I am so ready for tonight. We’re taking Sydney TOTing for the first time and I think she’s going to be super excited about 2 things. The candy (because duh, who wouldn’t) and the pumpkins (because she’s obsessed). So in honor of Halloween I’m dishing out five random Halloween facts you probably know but maybe you don’t.
This is the cutest ladybug ever. Obviously.
(and please ignore the random patched part of our wall… Buddy chewed our wall. Seriously. It’s also been there for much longer than I’d care to actually admit. Shamefully.)
Halloween is the second highest grossing commercial holiday. After Christmas of course.
Which makes total sense. That costume? $20 (but thanks to Cartwheel and my RedCard it was only $12). She will wear it once. But I also had to buy a black shirt and pants to go with it because Halloween is a cold weather holiday around here and I want her to be warm. Plus all the candy we buy? Yeah. Halloween is an expensive day. Worth it, but expensive. Just like Christmas.

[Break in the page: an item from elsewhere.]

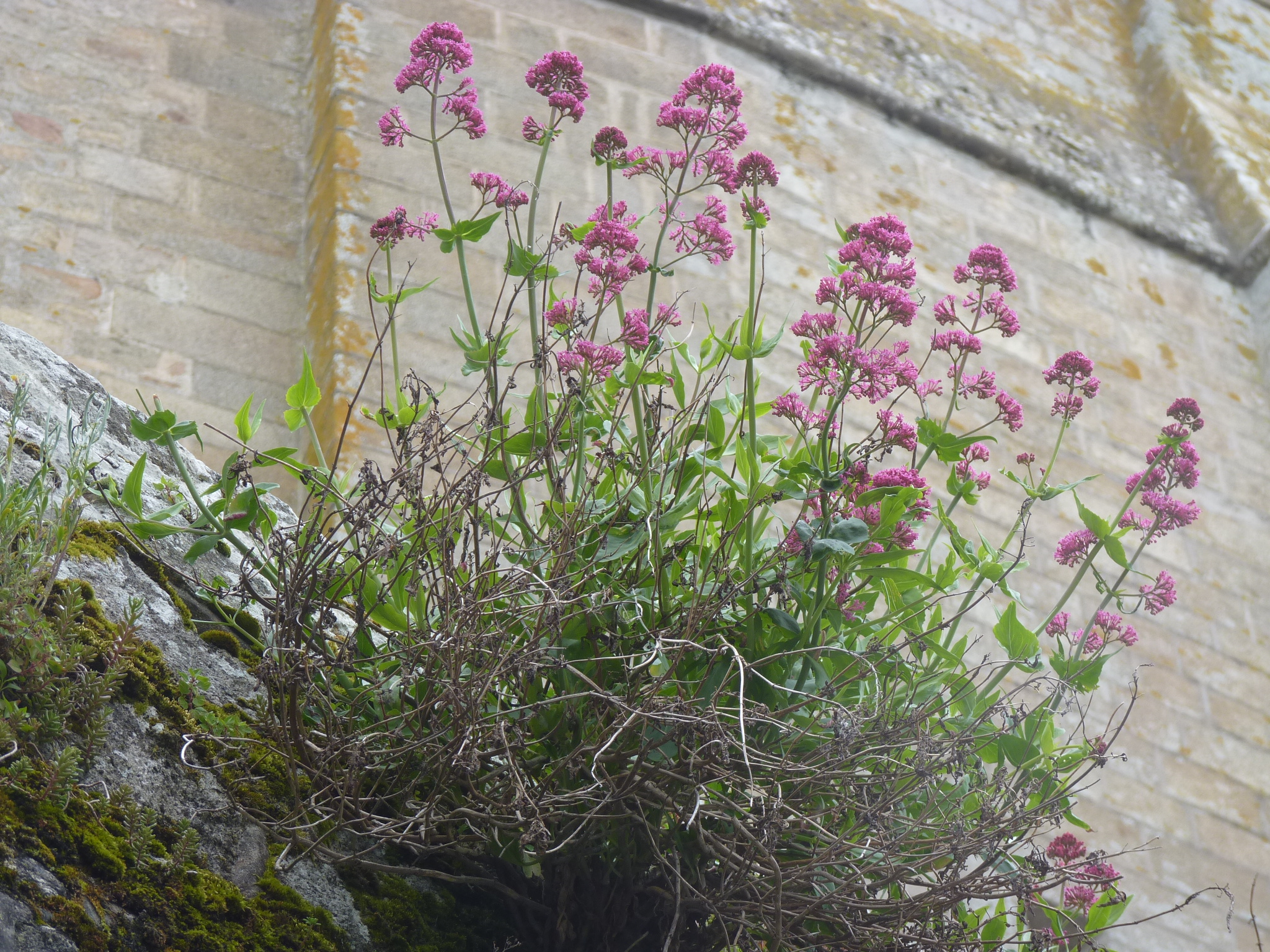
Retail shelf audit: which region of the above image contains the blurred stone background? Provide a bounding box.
[0,0,1270,952]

“Souling” is a medieval Christian precursor to modern-day trick-or-treating. On Hallowmas (November 1), the poor would go door-to-door offering prayers for the dead in exchange for soul cakes
Irish legend has it that one day the devil himself came to take the soul of a thieving man named Jack. But Jack managed to trick the devil, making him promise to never take his soul. After eventually living a long life, Jack tried to enter the Pearly Gates, but could not, for he had lived a life of evil. He then attempted to enter Hell, but the devil kept his word, being no big fan of Jack anyway. When Jack complained of having no way to see, the devil laughed at him and threw him a glowing ember, which he fashioned into a lantern using a turnip in his pocket. He became Jack Of The Lantern, doomed to aimlessly walk the Earth with nowhere to go. While the legends may sound incredible, they were based on a real phenomenon. Swamp gasses that interact with decaying matter will sometimes give off a strange light that seems to vanish when you get closer. Before we had a scientific explanation, people believed these were trapped souls who could enter neither heaven nor hell and would lead you astray. Some legends say the Irish would use turnips or beets to create jack-o’-lanterns—for multiple purposes. The lanterns were sometimes used as a means of honoring those souls trapped in purgatory, but their mocking faces were also used to scare away evil spirits.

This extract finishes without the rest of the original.